In reality, it makes very good sense to use static dispatch as chances are that if you're bringing in a wifi hw and mac stack, you will have exactly one hardware for it and there's no need to do dynamic dispatch, you basically hard-code the appropriate hw layer calls in mac layer.
Problem is that static dispatch in rust is not exactly trivial. Here's the snippet from dht demo:
...
single_task {
loop = "run";
args {
timer = &timer;
uart = &uart;
dht = &dht;
}
}
...
#[zinc_task]
fn run(args: &pt::run_args) {
...
DHT is trait-bound over timer and GPIO:
/// Basic DHT22 driver ported over from Arduino example.
pub struct DHT22<'a, T:'a, P:'a> {
gpio: &'a P,
timer: &'a T,
}
Which makes PT args struct bound over them as well and makes run()
function declaration filled with horrible implementation details, the problem that #[zinc_task]
is solving by saving appropriate types in crate context and then modifying actual function arguments.

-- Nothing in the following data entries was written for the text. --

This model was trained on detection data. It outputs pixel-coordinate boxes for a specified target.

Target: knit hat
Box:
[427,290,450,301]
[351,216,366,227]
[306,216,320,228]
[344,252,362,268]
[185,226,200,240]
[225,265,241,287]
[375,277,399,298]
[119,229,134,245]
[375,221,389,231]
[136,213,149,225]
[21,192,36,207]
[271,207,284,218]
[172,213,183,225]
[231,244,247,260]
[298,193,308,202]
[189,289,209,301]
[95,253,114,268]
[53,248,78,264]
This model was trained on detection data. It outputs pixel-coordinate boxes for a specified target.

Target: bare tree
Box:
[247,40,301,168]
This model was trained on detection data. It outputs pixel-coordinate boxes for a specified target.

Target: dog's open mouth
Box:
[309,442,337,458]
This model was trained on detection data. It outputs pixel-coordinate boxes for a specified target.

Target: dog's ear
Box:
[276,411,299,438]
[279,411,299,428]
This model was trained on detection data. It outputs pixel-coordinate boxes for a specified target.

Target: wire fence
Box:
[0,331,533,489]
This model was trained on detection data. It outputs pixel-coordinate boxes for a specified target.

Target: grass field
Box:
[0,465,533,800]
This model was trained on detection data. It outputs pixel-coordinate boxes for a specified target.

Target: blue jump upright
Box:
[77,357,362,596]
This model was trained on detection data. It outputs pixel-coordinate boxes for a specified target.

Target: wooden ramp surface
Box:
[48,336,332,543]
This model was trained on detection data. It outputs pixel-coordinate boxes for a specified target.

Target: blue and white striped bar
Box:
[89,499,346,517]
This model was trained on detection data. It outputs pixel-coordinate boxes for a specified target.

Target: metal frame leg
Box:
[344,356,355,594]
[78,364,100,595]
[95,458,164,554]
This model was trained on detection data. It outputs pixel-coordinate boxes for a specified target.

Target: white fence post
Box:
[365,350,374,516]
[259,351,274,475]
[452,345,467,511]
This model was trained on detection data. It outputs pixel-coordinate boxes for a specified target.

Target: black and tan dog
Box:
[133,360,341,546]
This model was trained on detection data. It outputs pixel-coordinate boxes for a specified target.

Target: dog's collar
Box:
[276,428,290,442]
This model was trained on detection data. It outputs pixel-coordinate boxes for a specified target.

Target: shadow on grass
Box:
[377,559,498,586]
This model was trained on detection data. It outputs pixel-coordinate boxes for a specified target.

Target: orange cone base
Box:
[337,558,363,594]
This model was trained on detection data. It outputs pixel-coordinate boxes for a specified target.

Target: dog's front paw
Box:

Problem is that it doesn't scale at all. You can't pass args.dht
down the stack as you have absolutely no way to figure out its type, that is well hidden inside PT guts.
A way to "fix" it is to basically say: screw static dispatch. Makes code simpler to read and use, the only bounding requirements would be lifetimes, the added cost is indirect calls (up to two more instructions on arm?) and .data bloated with vtables.